13/11/2010

Sudacas, Orwell e Barcelona

Barcelona, Parc de Can Sabaté: vindo do alto, um ovo explode muito próximo do meu pé. O parque fica entre prédios residenciais dotados de varandas externas (terrazas), como é comum nesta cidade. Afora xenofobia hidrófoba, não há razão que explique esse ovo cair do céu, justo na minha direção, já que galinhas não costumam voar. Examinei-o e não estava podre, logo, também não poderia ser o descarte de um produto vencido, quanto mais em um país de primeiro mundo, onde, presume-se, não se jogam coisas pela janela. Atiraram o ovo em mim, de caso pensado, de uma daquelas varandas, é o que parece. E não me surpreendo com isso: preconceito e horror ao estrangeiro das periferias, aqui, são moeda corrente. Foram-se os tempos de uma Barcelona heróica, universal e cosmopolita, baluarte da liberdade e da cultura modernas e que inclusive mereceu um livro fenomenal de George Orwell, Homenagem à Catalunha . Hoje, a realidade política da cidade é outra, como se nota pela animosidade contra estrangeiros asiáticos, latinos e afros, nas ruas, no comércio e até em lugares públicos. A Barcelona atual está mais para uma província presa a injustificáveis medos abissais do que para a Barcelona dos anos 1930, tomada pela febre anarco-sindicalista magistralmente descrita nas páginas de Orwell.
Comezinho, este horror aos chinos, sudacas, afros e árabes tem origem, sem dúvida, no vigoroso fluxo migratório rumo à Espanha, nos últimos vinte e poucos anos.

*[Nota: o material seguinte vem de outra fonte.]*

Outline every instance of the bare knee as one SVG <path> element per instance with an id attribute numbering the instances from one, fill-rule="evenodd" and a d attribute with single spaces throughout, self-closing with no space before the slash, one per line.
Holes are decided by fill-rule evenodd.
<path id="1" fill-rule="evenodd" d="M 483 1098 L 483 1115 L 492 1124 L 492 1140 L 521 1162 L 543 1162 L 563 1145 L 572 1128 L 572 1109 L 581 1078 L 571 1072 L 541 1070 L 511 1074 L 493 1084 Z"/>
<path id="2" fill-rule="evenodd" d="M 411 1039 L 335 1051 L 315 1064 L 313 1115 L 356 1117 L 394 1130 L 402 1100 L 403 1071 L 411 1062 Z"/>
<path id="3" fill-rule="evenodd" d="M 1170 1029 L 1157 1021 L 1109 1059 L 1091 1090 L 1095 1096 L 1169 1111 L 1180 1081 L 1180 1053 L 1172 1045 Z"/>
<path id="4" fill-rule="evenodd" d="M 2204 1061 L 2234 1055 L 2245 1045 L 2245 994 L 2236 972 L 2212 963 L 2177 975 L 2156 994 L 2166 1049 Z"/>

O senso comum local dá como natural a acintosa discriminação assistida todos os dias aqui, onde esses estrangeiros figuram como origem de todos os males. E o preconceito começa a ser uma prática defendida abertamente por políticos da extrema-direita catalã, que já segrega mão-de-obra de determinadas etnias. Regras mais rígidas para a imigração são, ainda, ponto de pauta obrigatório no debate eleitoral em curso, para políticos barceloneses de todas as colorações. Oxalá a guerra surda contra os imigrantes, hoje feita com ovos, insultos e olhares enviesados, não se torne uma guerra de fato, com tiros ou granadas disparados do alto de prédios contra estrangeiros exóticos…

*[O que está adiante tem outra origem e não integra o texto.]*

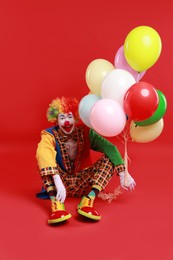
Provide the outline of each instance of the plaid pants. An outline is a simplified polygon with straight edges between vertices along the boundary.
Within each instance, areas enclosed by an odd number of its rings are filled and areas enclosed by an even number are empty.
[[[63,171],[58,165],[57,167],[69,197],[87,195],[93,185],[99,185],[102,190],[105,189],[114,173],[114,166],[106,155],[103,155],[92,166],[74,174]],[[56,190],[51,175],[43,176],[42,180],[47,191]]]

Um colombiano com o qual divido o aluguel de um apartamento é taxativo: Barcelona é a cidade na qual há mais preconceito contra estrangeiros asiáticos, africanos e sul-americanos. Muito diferentemente de Madrid, onde comunidades árabes, colombianas, peruanas, argentinas, brasileiras, africanas etc. já fazem parte da paisagem cultural. Em geral, os imigrantes vêm para cá para fazer o trabalho que os espanhóis precisam, mas não fazem – ou porque não querem, ou porque não podem . São operários da construção civil, taxistas, garçons, babás, domésticas, faxineiras, fruteiros, barbeiros, lixeiros, balconistas, um sem-número de profissões necessárias ao país e sem dúvida geradoras de riqueza. Esses imigrantes – jovens, em sua grande maioria – costumam ser pacíficos, gentis e calados, pois têm medo de perder o pouco que conquistaram em seus anos de exílio voluntário. Recebem salários baixos para a média espanhola e européia, submetendo-se, não raro, a jornadas de trabalho escorchantes. Abandonam sua cultura, sua gente, e vivem tristes, degredados de si próprios, sonhando com uma volta triunfal à terra natal com muito dinheiro no bolso, sonho que não se realiza nunca, pois o custo de vida aqui é altíssimo e não permite muitas economias. Passado algum tempo de Espanha e conquistada a tão sonhada cidadania (cujo processo leva em torno de cinco anos para se concluir), acabam ficando ou porque já é tarde para partir e reconstruir a vida no país de origem ou porque se adaptaram, por mal dos pecados, à tirânica atmosfera local. No fundo, há sempre aquela vontade de voltar...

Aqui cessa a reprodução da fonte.